Many of you know that I have been working on my first cookbook for a while now. I am not a formally trained chef but I have been cooking all my life, and I have always derived great pleasure from sharing food with friends and family alike. While my cooking style has definitely evolved over the years, the idee fixe throughout my so-called kitchen career is one of continually striving to create food that is vibrant, bursting with bold joyful flavors, and infused with love. I’m talking about food that is meant to be ENJOYED with friends while lingering over great wine, conversation and laughter. I want my friends to come away from my table feeling well-taken care of and loved, and writing this cookbook is my way of being able to share these dishes that I love so much. This project is very dear to my heart, and after spending this past summer developing recipes and plugging away at the prose, I am happy to report that the cookbook is steadily coming together, slowly but surely taking shape. However, I am impatient and I feel compelled to share some of my favorite creations with all of you NOW, giving you a little preview taste of things to come.

With that in mind, this blog is a natural extension of the countless emails I've sent to my dear friends and family detailing my recent food adventures and kitchen experiments with both photos and words. When I experience something that makes my tastebuds roar with delight, I have a very hard time keeping that to myself!
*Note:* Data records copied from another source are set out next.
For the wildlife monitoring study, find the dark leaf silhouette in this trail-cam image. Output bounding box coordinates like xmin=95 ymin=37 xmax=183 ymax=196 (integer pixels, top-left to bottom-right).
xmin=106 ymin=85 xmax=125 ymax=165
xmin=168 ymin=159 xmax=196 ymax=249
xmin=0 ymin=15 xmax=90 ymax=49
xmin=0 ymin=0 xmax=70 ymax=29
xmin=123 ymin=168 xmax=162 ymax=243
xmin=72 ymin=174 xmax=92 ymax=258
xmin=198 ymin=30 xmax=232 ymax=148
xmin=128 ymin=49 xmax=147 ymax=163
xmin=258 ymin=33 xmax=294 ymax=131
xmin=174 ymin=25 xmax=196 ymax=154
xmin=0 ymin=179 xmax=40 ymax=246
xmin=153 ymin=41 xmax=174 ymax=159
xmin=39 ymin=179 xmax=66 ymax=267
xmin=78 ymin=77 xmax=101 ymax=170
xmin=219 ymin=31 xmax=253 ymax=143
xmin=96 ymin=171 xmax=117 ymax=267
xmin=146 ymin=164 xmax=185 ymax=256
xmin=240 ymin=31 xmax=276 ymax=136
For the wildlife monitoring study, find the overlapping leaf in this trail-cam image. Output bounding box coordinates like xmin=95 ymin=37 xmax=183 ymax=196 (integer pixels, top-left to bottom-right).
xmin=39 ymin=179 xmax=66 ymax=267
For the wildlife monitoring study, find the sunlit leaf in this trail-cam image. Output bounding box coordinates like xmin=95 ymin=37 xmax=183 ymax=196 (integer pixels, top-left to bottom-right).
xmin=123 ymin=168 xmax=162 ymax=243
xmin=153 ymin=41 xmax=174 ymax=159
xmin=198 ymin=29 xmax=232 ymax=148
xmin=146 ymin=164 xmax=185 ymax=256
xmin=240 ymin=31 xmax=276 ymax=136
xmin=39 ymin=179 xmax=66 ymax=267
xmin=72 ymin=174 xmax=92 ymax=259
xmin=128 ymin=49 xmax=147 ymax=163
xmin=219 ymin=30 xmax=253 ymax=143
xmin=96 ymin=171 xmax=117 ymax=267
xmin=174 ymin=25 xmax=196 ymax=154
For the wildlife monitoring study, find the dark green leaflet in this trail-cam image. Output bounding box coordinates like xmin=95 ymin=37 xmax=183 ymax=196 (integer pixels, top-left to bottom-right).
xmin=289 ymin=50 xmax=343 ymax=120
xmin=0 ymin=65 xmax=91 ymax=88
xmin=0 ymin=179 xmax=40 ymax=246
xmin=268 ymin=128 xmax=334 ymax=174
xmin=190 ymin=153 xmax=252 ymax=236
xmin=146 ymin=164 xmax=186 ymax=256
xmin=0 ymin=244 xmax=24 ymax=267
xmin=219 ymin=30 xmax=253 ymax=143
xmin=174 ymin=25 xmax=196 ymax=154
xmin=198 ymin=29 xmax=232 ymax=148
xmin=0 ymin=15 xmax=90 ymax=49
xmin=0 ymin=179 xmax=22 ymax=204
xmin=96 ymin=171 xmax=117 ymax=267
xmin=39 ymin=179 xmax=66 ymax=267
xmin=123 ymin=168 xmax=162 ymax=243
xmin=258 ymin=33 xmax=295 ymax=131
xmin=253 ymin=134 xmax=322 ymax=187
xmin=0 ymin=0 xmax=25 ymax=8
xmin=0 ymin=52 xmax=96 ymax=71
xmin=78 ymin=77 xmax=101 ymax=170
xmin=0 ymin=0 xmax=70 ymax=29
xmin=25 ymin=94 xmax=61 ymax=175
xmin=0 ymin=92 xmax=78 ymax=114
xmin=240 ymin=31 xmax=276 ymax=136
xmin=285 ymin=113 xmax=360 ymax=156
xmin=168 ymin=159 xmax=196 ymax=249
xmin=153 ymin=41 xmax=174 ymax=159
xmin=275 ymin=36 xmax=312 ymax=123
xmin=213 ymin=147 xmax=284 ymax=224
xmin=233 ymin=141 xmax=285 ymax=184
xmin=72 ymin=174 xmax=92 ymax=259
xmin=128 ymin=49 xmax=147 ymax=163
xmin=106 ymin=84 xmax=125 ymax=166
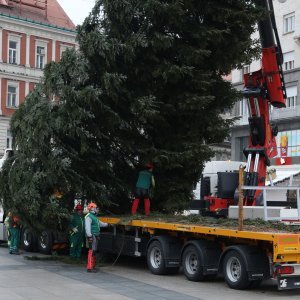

I have my own dishes to share, but I'm also eager to share other favorites recipes from my extensive cookbook collection. I already anticipate stories about post-concert merriment over meals as well as reports on various eating adventures around the city, with or without my sometimes gluttonous cohorts. And there will be chocolate, of course. LOTS of it.

Feel free to stop by here any time and say hello! Cheers!